Though at this stage he would personally have been glad to resign, McNeill instead forced the executive council to remove him. Following a submission by de Valera to King George V, McNeill relinquished the office of governor general on 31 October 1932. He retired to a small estate at Foxrock on the south side of Dublin and devoted his time to farming and agricultural issues, having been an ardent admirer of the co-operative movement as established by Sir Horace Plunkett (qv). He took a special interest in the work of the Horace Plunkett Foundation.

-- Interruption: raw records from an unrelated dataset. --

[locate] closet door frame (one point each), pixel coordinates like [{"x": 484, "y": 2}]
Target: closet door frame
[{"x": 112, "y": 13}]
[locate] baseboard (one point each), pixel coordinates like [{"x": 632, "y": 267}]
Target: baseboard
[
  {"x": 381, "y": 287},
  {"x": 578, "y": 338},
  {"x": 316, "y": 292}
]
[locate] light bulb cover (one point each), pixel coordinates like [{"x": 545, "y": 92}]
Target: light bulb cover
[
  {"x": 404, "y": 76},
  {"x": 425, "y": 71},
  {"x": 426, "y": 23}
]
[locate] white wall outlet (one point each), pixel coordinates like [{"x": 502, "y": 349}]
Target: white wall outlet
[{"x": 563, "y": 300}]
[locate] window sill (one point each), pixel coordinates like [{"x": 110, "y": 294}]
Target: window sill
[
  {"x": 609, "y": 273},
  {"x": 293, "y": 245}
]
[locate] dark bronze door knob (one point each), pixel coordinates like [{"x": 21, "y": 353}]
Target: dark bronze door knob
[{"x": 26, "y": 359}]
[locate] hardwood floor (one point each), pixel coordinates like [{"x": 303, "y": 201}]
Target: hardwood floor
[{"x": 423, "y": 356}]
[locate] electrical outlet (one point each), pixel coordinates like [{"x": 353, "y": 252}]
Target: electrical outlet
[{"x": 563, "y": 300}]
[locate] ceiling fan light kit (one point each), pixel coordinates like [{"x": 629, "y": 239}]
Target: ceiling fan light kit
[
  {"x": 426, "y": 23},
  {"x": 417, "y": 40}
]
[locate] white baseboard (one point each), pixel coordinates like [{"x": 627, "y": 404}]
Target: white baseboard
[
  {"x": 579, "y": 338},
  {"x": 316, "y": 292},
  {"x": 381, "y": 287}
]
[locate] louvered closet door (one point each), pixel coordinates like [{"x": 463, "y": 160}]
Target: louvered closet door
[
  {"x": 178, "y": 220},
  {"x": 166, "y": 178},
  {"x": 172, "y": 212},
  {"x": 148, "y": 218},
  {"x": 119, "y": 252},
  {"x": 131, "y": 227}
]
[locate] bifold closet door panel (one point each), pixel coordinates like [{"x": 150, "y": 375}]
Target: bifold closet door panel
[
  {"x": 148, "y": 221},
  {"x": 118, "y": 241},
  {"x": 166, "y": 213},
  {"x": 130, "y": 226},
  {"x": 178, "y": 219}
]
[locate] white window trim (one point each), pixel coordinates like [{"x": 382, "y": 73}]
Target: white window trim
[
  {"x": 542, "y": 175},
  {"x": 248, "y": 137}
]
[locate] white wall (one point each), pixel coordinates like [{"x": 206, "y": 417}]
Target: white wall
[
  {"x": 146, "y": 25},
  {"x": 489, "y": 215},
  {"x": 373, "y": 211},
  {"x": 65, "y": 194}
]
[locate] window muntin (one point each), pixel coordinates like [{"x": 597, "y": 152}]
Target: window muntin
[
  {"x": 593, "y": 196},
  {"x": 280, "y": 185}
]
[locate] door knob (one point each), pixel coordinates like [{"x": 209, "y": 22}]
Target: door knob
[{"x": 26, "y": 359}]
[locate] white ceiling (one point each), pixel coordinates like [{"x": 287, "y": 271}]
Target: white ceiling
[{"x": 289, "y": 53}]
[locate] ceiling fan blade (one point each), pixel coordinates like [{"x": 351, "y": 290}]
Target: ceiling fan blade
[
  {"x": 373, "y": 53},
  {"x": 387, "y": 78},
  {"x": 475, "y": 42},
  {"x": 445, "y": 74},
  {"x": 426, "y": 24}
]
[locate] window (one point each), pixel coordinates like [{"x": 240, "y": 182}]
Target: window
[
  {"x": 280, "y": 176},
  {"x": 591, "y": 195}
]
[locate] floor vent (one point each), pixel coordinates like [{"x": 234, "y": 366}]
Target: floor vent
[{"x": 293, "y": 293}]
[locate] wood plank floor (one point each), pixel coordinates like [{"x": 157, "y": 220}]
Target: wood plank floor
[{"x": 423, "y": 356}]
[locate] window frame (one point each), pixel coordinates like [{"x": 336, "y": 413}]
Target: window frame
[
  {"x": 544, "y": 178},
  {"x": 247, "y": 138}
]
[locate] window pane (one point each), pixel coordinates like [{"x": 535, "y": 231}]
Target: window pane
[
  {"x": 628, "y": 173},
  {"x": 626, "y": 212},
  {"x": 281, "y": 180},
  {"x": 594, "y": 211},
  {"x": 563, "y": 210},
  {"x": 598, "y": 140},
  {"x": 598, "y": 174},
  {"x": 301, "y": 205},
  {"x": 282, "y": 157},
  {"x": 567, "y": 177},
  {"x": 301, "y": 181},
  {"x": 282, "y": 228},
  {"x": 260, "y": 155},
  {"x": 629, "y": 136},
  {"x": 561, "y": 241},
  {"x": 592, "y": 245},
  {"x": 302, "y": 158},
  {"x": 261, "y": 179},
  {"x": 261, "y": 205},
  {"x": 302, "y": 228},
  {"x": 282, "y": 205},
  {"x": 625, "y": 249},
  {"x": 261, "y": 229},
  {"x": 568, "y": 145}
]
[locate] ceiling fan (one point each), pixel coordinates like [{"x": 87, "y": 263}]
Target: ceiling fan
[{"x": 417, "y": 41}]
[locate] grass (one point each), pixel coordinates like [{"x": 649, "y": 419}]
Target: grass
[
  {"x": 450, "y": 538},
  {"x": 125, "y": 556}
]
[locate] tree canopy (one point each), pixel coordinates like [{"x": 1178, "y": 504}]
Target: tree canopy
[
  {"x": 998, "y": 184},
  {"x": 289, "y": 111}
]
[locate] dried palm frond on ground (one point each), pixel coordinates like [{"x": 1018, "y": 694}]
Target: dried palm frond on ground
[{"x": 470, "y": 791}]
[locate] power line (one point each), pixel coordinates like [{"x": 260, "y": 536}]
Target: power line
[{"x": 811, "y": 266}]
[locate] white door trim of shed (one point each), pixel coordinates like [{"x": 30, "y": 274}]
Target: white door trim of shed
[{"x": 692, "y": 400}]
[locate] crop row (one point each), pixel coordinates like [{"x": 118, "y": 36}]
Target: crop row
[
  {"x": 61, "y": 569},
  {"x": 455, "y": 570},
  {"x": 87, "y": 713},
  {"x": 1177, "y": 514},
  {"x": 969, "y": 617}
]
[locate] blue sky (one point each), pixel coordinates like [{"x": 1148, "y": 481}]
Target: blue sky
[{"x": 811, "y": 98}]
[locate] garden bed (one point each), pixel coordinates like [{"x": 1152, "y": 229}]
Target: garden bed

The illness which he had suffered in 1928 returned and he went to London for treatment. James McNeill died in London on Monday 12 December 1938. In his obituary, The Times wrote of McNeill that in his long career he had ‘made many friends and no enemies’ (13 December 1938). His funeral took place at Haddington Road church, Dublin, on 14 December 1938 and was presided over by the papal nuncio, Mgr Paschal Robinson (qv). The taoiseach, Éamon de Valera, and the leader of the opposition, W. T. Cosgrave, attended the ceremonies. McNeill was that day buried in Kilbarrack cemetery. He left an estate of £5,296. 2s. 8d. to his widow. In an article published ten years before his death, the New York Times considered that he had ‘an almost infallible tact and much social charm’ (31 Jan. 1928).
McNeill married (20 November 1923) Josephine Ahearne (Josephine McNeill (qv)). They had no children.